角膜上皮細胞の侵入

レーシックでは、角膜表面にある上皮細胞層と、その下にあるボーマン膜を残し、そのさらに下にある角膜実質層という部分を切ってフラップを作ります。この点は、PRKやエピレーシック、レーゼックなどの表面照射手術と大きく異なる点です。
しかし、このレーシック特有の特徴が引き起こす合併症があります。それが、「エピスィリアル・イングロウス(Epithelial Ingrowth)」です。これは、“上皮(epithelium)”が“内側に向かって成長する(ingrowth)”という意味の医学用語です。日本ではまだ一般的に訳されていないので、「エピセリアル・イングロース」や、元になった上皮という意味の“epithelium”という単語を使った「エピセリューム・イングロース」など、様々な呼称が使われています。
この合併症は、その名の通り、角膜上皮細胞が内側に侵入してきてしまうというものです。レーシックの手術後に、フラップの着き方が甘い場合、もしくはフラップ切断面の洗浄が適切に行われなかった場合などに、フラップの切断面に向かって上皮細胞が侵入してきてしまうのです。上皮細胞は再生能力が非常に高いため、しっかりとフラップが閉じていないと、このような合併症を引き起こします。
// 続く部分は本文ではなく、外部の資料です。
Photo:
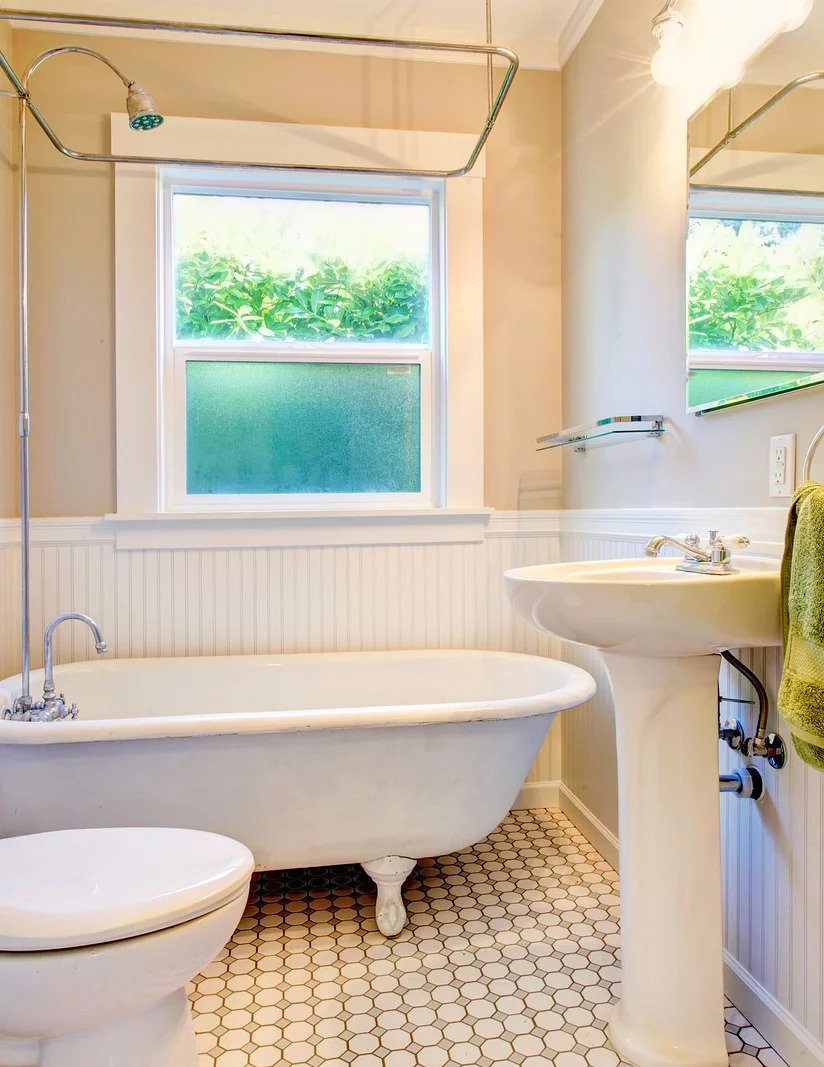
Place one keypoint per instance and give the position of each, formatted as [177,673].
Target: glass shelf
[605,431]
エピスィリアル・イングロウスが起こると視力が低下しますが、フラップを再びめくって洗浄するなどの処置で改善することができます。フラップが安定した後であれば起こる心配はありませんが、術後しばらくはきちんと病院で経過を見てもらい、このような合併症が起きていないかをチェックしてもらうことが重要です。早期に発見できればすぐに対処することも可能です。
上皮細胞をはがす、あるいはフラップとして残したあとに脱落するPRKやエピレーシック、レーゼックでは、このような合併症が起こることはありません。